Real-World Applications
Getting More provides a plethora of real-world applications. Diamond provides numerous examples from business, politics, and everyday life to illustrate his principles (his methods helped resolve a major labor dispute, facilitated diplomatic negotiations, and even improved relationships between parents and children).
Insurance Negotiations
Diamond includes several examples of insurance negotiations that highlight the effectiveness of his techniques:
1. Claim Negotiations: Diamond discusses how a claimant was negotiating with an insurance company over a disputed claim. Instead of becoming confrontational, the claimant focused on understanding the adjuster’s constraints and pressures. By expressing empathy about the adjuster’s workload, he created a more collaborative atmosphere. He then provided additional documentation and reframed the conversation around fairness and the desire for a mutually acceptable resolution. As a result, the adjuster reconsidered the claim and ultimately offered a settlement that satisfied both parties.
2. Premium Reductions: In another example, Diamond describes how a small business owner successfully negotiated lower insurance premiums. The owner did thorough research and gave the insurer data showing lower claims rates and improved safety measures implemented in their business. By presenting this in a respectful and non-confrontational manner and emphasizing the long-term business relationship and potential for future growth, the business owner persuaded the insurer to offer a significant discount on premiums. This approach not only saved money but also strengthened the relationship with the insurer.

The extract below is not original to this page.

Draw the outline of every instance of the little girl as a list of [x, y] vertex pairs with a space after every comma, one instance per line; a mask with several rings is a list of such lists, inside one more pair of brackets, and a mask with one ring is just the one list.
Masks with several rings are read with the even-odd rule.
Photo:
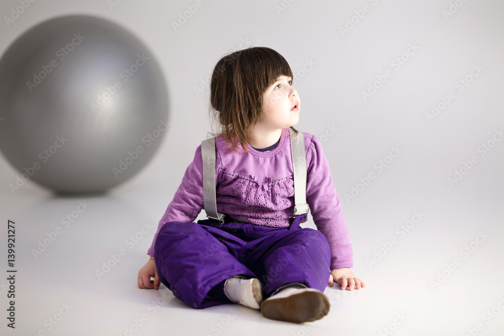
[[[348, 231], [322, 144], [293, 127], [301, 101], [292, 77], [285, 59], [267, 47], [217, 62], [210, 101], [222, 129], [214, 149], [223, 217], [205, 209], [209, 219], [193, 222], [205, 204], [200, 145], [159, 221], [139, 288], [162, 283], [195, 308], [239, 303], [268, 318], [302, 322], [329, 312], [326, 284], [365, 287], [350, 270]], [[308, 206], [302, 212], [309, 208], [318, 230], [300, 228], [307, 213], [293, 217], [291, 134], [304, 137]]]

3. Health Insurance Benefits: Diamond also recounts the story of an employee negotiating for better health insurance benefits during a job offer. Instead of demanding specific benefits upfront, the employee asked detailed questions about the company’s health insurance policies and expressed genuine interest in understanding the options available. By being flexible and willing to explore different possibilities, the employee identified a plan that better suited their needs without additional cost to the employer. This negotiation resulted in a win-win: the employee felt valued and the employer managed to stay within budget.
Conclusion
Stuart Diamond’s Getting More is more than just a book on negotiation; it is a guide to understanding human behavior and building better relationships. By shifting the focus from winning at all costs to achieving mutual gains, Diamond offers a blueprint for more effective and fulfilling negotiations in all areas of life. Whether you are a business professional, a diplomat, a parent, or simply someone looking to improve your everyday interactions, Getting More offers invaluable insights and practical tools to help you achieve your goals.